UK’s control order regime in jeopardy?
A Times report from earlier this month states that ‘Britain’s most dangerous terrorist suspects are likely to be released from detention to avoid the disclosure of secret intelligence evidence’. Relatedly, the BBC reports that the Home Secretary, Alan Johnson, has requested that the government’s independent reviewer of terrorism legislation, Lord Carlile, review the regime of detention – control orders under the Prevention of Terrorism Act 2005 (PTA) – and consider whether it remains viable.
The issue the UK has faced in recent years is what to do with terrorist suspects who cannot be deported (because of the Chahal decision of the European Court of Human Rights), and who the government is unwilling to try in ordinary court for reasons such as sufficiency of evidence and ensuring the secrecy of intelligence gathering. One approach was to create a scheme of non-criminal detention for terrorist suspects. Part IV of the Anti-terrorism Crime and Security Act 2001 permitted the Home Secretary to certain certain non-citizens to be suspected international terrorists and to detain them indefinitely. In December of 2004, the House of Lords declared this to be incompatible with the European Convention on Human Rights (ECHR) in the much-lauded Belmarsh case.
This decision led the government to repeal Part IV of the 2001 Act, and enact in its place the PTA. The PTA permits the Home Secretary to impose control orders upon terrorist suspects – citizen and non-citizen alike. Control orders are similar to a set of strict bail conditions, and typically impose restrictions on individuals such as curfew, electronic tagging, and restrictions on communication and association. (For a much fuller look the control order regime, see this article by Clive Walker).
The government’s use of control orders has been challenged in several different ways. The relevant strand of litigation related to the non-disclosure of information: those subject to control orders (and their lawyers) are not entitled under the PTA to see the full case against them. Disclosure is made to appointed lawyers known as special advocates, but the ability of the special advocate to communicate with the person concerned after seeing the sensitive material is severely limited. Certain persons subject to control orders challenged this aspect of the control order regime, claiming that it was incompatible with article 6 of the ECHR, protecting the right to a fair hearing.

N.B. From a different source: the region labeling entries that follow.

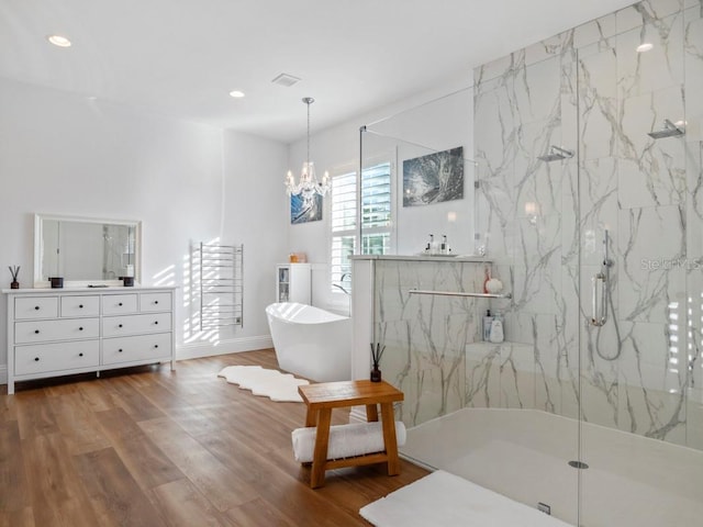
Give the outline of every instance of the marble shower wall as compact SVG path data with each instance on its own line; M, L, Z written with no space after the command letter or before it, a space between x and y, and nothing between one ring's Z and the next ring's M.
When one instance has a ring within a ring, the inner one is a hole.
M492 305L506 338L528 351L507 396L490 382L506 362L471 349L465 403L578 417L580 397L589 422L703 449L703 2L636 3L475 80L477 245L514 295ZM685 136L647 135L665 119ZM550 145L574 155L540 160ZM595 328L605 231L609 321Z
M486 264L381 258L373 269L382 374L405 394L398 418L414 426L464 407L465 350L480 336L488 301L410 290L481 292Z

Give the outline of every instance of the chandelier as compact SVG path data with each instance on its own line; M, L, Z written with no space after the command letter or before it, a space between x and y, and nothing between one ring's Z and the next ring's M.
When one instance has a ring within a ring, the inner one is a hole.
M305 97L303 102L308 104L308 156L300 172L300 181L295 182L293 172L288 171L286 190L288 195L300 194L303 200L310 201L315 194L325 195L330 190L330 175L325 172L322 181L319 181L315 176L315 165L310 160L310 104L315 100L312 97Z

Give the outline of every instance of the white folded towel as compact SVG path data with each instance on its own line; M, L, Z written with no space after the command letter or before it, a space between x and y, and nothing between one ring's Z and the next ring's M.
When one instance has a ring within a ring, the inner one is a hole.
M315 427L295 428L291 433L293 441L293 455L295 461L311 462L315 450ZM395 440L399 447L405 445L405 425L395 422ZM352 423L348 425L334 425L330 427L330 441L327 444L327 459L350 458L365 453L382 452L383 425L381 422Z

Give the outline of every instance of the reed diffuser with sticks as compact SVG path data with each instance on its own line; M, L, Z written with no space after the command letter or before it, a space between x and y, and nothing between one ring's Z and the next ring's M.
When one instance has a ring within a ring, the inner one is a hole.
M8 266L8 269L10 269L10 274L12 274L10 289L20 289L20 282L18 282L18 276L20 274L20 266Z
M381 382L381 370L378 369L378 365L381 362L383 350L386 346L381 346L379 343L371 343L371 360L373 361L373 368L371 369L371 382Z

In the somewhat confusing decision of MB, a majority of the House of Lords ruled that a special advocate could not invariably be counted on to mitigate the unfairness of the non-disclosure and ensure compliance with article 6. However, rather than declaring the control order regime incompatible with article 6, the majority read the provisions that allowed non-disclosure as being subject to a proviso of not creating breaches of article 6. However, the MB decision was not clear as to whether providing controlees the gist (or core) of the case against them was necessary to ensure compliance with article 6. After further litigation, this was clarified as indeed being necessary in the June 2009 decision of AF .
The control order imposed on AF, the first named appellant in that case, has been revoked because the Home Secretary has decided that he is unwilling to disclose the necessary information. Reportedly, many of the other 15 or so control orders currently in force will be allowed to lapse, assuming that lawyers for those concerned don’t force the action first. Update: since I have been writing this post, the Home Secretary has revoked one further control order (imposed on a person known as AE) for the same reason.
One can only speculate as to what the revoking of the control orders against AF and AE means. If one rules out bad faith, then presumably the Home Secretary considered keeping AF and AE – two of ‘Britain’s most dangerous terrorist suspects’ – subject to control orders as being less important than protecting the secrecy of the sources and means of intelligence that might have been revealed by disclosure.
Assuming that the article 6 line of decisions presages the end of the control order regime, then law-makers will once again be faced with the issue of whether to devise a replacement system for dealing with terrorist suspects, or whether to place renewed emphasis on criminal prosecution (and perhaps in the case of foreign terrorist suspects, deportation within the constraints imposed by Chahal).